Konuşmasında geçmişte yaşanan bir olayı anlatarak başlayan Angolemli şunları kaydetti: “Geçmişte İngiltere’ye tarım ürünlerini satabiliyorduk ancak Güney Kıbrıs konuyu İngiltere’de mahkemeye götürdü, o mahkemeyi biz kazanınca konu bu kez Avrupa Adalet Divanına götürüldü. O dönem İngiltere hükümeti bizim hükümeti uyararak ‘Oraya avukat gönderiniz, davayı mutlaka kazanacaksınız’ dediğini ancak o dönemin UBP hükümetinin o davaya avukat göndermediğini. Konunun o dönem Meclis’te de kapalı oturumda gündeme geldiğini dönemin Cumhurbaşkanı Denktaş’ın “Avukat niye göndermediniz” sorusu üzerine de dönemin UBP’li Başbakanın ‘avukat 50 bin dolar istedi, onun için göndermedik’ yanıtını verdiğini” anlattı.
Bugün yine hellimin tescili konusunun gündemde olduğunu belirterek ‘Hükümette yine UBP hükümeti var, sizleri uyarmak istiyorum aynı hatalara düşmeyelim’ diyen Angolemli, hükümete bu konuda büyük görev düştüğünü ifade etti.
“Küçükbaş hayvancılıkta denetim yok”
TDP Milletvekili Hüseyin Angolemli, yıllardır konuşulmasına rağmen, küçükbaş hayvancılıkla ilgili gereken adımların atılmadığını, gerekli denetimlerin yapılmadığını söyledi. Hayvan leşlerinin bile halen sağa sola atılabildiğini kaydeden Angolemli, veterinerlerin bu alanda sahaya inip gerekli denetimleri yapmalarının önünün yıllardır açılmadığını belirtti. Hellim yapımında Küçükbaş sütün %20 ‘sinin kullanılıp kullanılmadığını soran Angolemli, bunun denetiminin bile yapılmadığını söyledi.
“Arpa konusu temize çıkarılmalıdır”
Hayvancılar Birliği Genel Sekreteri’nin Toprak Ürünleri Kurumunda bulunan 10 bin ton arpa ile 5 bin ton buğdayın peş keş çekildiği yönünde söylemleri olduğuna dikkat çeken Angolemli, “Söz konusu arpa ve buğday kimlere verilmiştir. Bu konu açıklığa ve temize çıkarılmalıdır” dedi.

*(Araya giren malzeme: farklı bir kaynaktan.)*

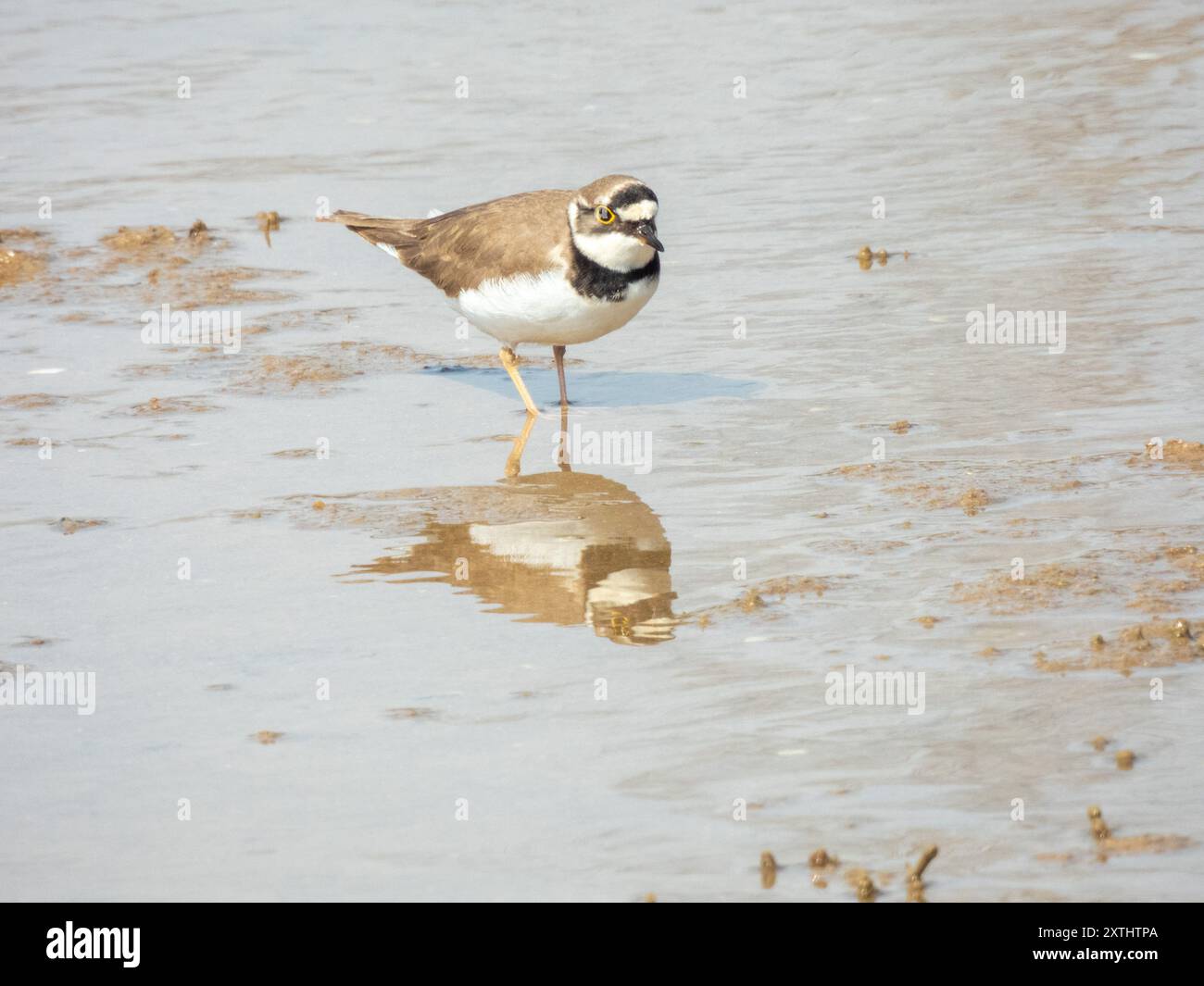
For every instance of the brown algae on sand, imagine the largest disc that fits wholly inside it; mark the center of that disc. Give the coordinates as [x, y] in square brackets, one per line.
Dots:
[19, 267]
[1112, 845]
[266, 737]
[1175, 452]
[269, 223]
[862, 885]
[1154, 644]
[1042, 586]
[915, 886]
[769, 869]
[973, 500]
[70, 525]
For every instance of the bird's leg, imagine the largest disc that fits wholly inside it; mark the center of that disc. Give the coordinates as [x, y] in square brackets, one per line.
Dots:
[514, 461]
[562, 452]
[512, 366]
[558, 353]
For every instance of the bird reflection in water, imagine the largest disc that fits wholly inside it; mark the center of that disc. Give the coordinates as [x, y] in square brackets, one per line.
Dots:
[557, 547]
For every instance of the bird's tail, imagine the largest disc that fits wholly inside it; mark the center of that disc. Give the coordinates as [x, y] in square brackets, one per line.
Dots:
[396, 237]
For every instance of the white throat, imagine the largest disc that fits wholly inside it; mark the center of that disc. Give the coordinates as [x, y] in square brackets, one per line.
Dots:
[613, 251]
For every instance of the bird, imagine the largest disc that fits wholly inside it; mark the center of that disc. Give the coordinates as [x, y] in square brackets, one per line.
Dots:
[554, 268]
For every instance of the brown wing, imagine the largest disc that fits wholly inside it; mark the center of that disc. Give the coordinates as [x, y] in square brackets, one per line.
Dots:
[460, 249]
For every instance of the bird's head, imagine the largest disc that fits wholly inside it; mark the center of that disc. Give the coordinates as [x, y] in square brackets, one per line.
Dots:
[613, 221]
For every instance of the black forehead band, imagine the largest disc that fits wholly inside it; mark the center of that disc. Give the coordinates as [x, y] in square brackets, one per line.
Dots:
[633, 194]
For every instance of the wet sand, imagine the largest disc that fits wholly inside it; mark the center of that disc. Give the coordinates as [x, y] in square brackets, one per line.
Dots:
[400, 613]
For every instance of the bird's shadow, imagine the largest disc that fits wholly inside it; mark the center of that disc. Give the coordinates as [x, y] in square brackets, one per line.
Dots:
[605, 388]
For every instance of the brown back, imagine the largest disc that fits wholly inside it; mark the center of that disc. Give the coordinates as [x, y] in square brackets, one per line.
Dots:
[460, 249]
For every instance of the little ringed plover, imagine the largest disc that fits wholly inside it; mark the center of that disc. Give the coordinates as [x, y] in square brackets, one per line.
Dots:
[552, 268]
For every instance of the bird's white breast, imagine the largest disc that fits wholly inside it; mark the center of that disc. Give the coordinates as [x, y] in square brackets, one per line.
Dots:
[546, 309]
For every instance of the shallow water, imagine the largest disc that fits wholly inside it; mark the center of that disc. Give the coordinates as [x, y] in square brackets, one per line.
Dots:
[485, 686]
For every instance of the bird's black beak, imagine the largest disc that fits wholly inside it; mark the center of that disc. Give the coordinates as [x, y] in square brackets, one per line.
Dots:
[648, 235]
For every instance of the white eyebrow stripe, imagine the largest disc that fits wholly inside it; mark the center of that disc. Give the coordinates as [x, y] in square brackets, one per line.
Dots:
[645, 209]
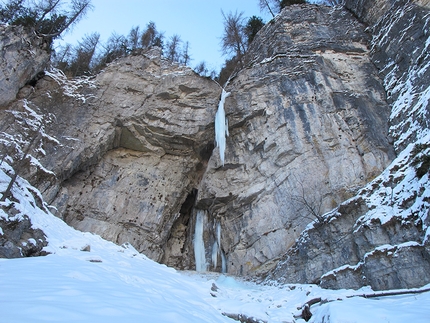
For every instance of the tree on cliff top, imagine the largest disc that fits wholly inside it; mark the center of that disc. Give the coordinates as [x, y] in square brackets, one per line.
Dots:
[45, 16]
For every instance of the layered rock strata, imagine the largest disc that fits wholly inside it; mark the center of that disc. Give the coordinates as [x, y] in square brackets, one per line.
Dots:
[308, 127]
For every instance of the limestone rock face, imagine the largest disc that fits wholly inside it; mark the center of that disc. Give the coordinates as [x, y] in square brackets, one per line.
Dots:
[308, 127]
[381, 238]
[134, 145]
[22, 56]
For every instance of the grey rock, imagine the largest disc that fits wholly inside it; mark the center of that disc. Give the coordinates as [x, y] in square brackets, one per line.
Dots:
[23, 56]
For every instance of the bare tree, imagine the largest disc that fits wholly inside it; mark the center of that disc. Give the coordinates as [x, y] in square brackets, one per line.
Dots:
[151, 37]
[201, 69]
[234, 39]
[271, 6]
[173, 44]
[306, 201]
[84, 54]
[186, 58]
[45, 16]
[334, 2]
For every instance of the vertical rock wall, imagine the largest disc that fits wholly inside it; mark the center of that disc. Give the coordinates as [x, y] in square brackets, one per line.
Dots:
[308, 127]
[381, 238]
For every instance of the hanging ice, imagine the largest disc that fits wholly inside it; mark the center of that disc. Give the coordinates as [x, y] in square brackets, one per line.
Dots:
[216, 248]
[199, 244]
[221, 127]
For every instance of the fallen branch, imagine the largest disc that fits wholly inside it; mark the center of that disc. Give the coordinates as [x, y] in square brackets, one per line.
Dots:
[396, 293]
[243, 318]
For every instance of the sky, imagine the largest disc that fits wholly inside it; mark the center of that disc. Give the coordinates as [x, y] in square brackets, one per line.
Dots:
[88, 279]
[199, 22]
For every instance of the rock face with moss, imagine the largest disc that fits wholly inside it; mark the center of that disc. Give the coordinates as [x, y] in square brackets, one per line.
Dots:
[130, 153]
[308, 127]
[23, 58]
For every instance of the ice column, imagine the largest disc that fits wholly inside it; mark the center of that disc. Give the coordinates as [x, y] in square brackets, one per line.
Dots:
[221, 127]
[216, 249]
[199, 244]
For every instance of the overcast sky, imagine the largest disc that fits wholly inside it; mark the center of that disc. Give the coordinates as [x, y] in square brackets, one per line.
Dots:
[199, 22]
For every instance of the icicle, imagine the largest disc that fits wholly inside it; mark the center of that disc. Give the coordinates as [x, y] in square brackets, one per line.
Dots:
[221, 126]
[216, 248]
[199, 244]
[215, 255]
[218, 234]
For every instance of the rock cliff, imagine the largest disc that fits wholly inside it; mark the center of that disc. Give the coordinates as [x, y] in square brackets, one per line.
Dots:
[380, 237]
[129, 154]
[23, 58]
[308, 127]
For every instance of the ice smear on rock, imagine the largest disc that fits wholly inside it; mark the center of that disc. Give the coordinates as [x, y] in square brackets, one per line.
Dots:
[221, 129]
[199, 244]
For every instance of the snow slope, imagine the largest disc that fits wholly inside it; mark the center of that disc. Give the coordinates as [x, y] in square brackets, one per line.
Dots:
[110, 283]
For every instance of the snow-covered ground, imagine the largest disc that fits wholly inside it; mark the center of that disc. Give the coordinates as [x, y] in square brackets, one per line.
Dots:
[111, 283]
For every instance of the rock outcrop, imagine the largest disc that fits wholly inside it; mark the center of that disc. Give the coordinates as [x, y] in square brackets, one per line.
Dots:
[381, 238]
[129, 154]
[308, 127]
[23, 59]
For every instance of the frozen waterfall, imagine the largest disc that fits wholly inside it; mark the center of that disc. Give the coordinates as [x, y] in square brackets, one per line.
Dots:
[221, 126]
[199, 244]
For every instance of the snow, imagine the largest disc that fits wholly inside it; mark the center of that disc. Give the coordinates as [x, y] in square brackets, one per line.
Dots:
[221, 127]
[395, 309]
[199, 244]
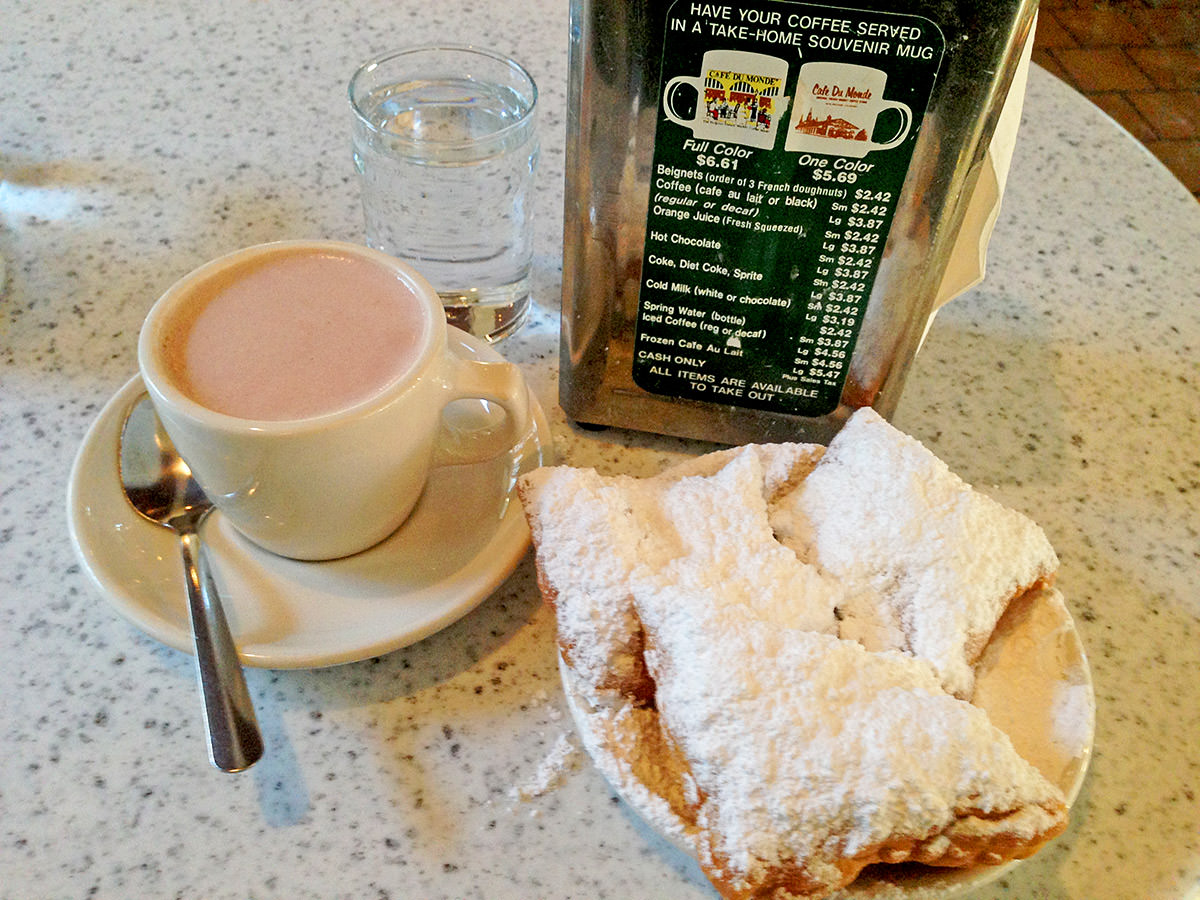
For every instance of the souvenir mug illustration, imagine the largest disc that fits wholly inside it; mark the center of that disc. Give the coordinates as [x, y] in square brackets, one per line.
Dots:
[837, 107]
[739, 97]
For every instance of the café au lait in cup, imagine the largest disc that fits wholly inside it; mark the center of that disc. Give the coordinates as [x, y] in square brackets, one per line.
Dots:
[304, 383]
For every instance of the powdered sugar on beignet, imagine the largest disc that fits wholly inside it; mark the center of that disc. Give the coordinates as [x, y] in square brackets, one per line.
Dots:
[592, 532]
[816, 757]
[929, 564]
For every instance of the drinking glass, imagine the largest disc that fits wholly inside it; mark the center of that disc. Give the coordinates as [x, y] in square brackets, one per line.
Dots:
[445, 147]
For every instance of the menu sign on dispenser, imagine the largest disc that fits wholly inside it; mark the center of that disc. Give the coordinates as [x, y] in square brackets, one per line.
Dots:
[774, 183]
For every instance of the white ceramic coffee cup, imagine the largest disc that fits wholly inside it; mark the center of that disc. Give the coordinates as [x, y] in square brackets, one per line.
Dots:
[334, 484]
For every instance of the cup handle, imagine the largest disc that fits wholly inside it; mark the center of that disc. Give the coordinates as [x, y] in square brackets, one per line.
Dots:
[905, 114]
[501, 383]
[669, 95]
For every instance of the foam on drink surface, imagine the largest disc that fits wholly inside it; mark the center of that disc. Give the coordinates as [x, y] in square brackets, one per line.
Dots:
[295, 336]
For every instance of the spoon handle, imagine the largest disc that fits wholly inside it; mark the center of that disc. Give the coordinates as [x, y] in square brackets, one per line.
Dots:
[234, 738]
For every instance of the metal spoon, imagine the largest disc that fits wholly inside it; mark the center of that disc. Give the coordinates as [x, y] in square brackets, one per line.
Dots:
[160, 486]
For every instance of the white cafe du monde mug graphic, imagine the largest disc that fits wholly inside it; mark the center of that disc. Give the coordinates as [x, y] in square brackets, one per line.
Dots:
[739, 97]
[837, 107]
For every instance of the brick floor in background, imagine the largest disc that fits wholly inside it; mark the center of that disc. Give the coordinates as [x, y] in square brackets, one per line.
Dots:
[1139, 61]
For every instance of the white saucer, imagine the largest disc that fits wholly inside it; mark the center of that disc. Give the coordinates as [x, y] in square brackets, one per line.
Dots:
[465, 538]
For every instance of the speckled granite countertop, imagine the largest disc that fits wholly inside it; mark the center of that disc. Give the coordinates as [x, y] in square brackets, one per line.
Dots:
[141, 141]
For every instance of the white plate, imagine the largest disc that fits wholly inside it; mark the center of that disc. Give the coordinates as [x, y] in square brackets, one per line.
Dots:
[1033, 682]
[465, 538]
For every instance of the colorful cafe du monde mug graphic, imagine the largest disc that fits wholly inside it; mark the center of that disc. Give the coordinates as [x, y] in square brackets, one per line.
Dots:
[739, 101]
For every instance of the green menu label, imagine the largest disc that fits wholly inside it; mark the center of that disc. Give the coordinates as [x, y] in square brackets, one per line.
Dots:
[785, 136]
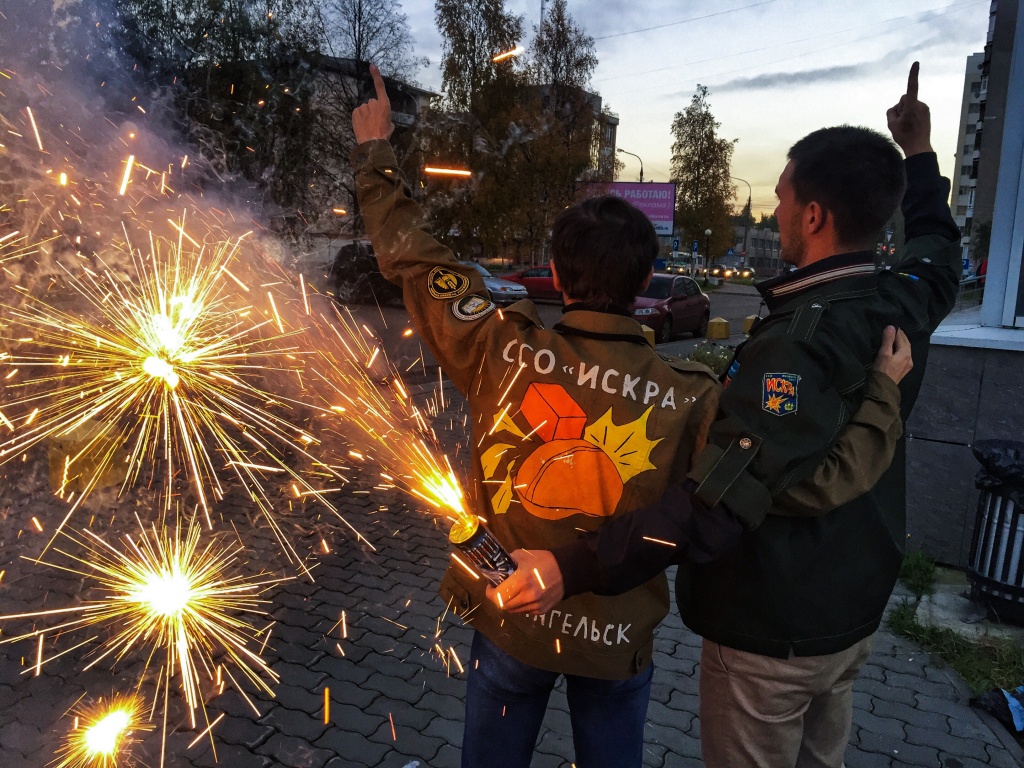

Arpanın 1.48 TL’den verildiğini, ancak bugün 2 TL’den satıldığını söyleyen Angolemli, “Ucuza alanlar şimdi 2 TL’den satmaya başladılar, üreticilere çok ciddi yanlış yapılmıştır. Hükümet diğer üreticilere de 1.48’den satmalıdır. Bunu yapmak zorundadır aksi takdirde birilerine kıyak yapıldığı tescil edilmiştir” diye konuştu. Ülkede arpa fiyatının 2 TL, yemin ise 3 TL olduğunu belirterek, dünyadaki kıstasın 1 litre süt 1.5 kilo yem fiyatına denk gelmelidir yönünde bir uygulama olduğunu anımsatan Angolemli, “Bizde süt kaç TL’den satılmaktadır” diye sordu.
“Tarıma önem vermeliyiz”
Tarımın ve tarım ürünlerinin öneminin pandemi nedeniyle çok daha iyi anlaşıldığını belirten Angolemli, tarım kesiminin, üreticinin korunması gerektiğini, maliyetlerin düşmesi halinde ürünlerin de ucuzlayacağını, dolayısı ile tarıma yapılan yardımın tüm topluma yapılmış anlamına geldiğini vurguladı.
Gerçek hayvancı ile üreticinin de mutlaka ayrımının yapılarak, yapılan yardımların da buna göre şekillenmesi gerektiğini kaydeden Angolemli, dünyadaki doğru kota uygulamalarının ülkemize de uyarlanabileceğini aktardı.
Konuşmasında Seracıların sorunlarına da değinen Angolemli, kimsenin bu kişilerin sorunlarıyla ilgilenmediğini ifade etti. Ülkede ürünün tam hasat edileceği dönemde genellikle ithalat izni verildiğini, böylece seracılığın çöküşe sürüklendiğini belirten Angolemli, “Üretici bu şekilde korunmaz” dedi.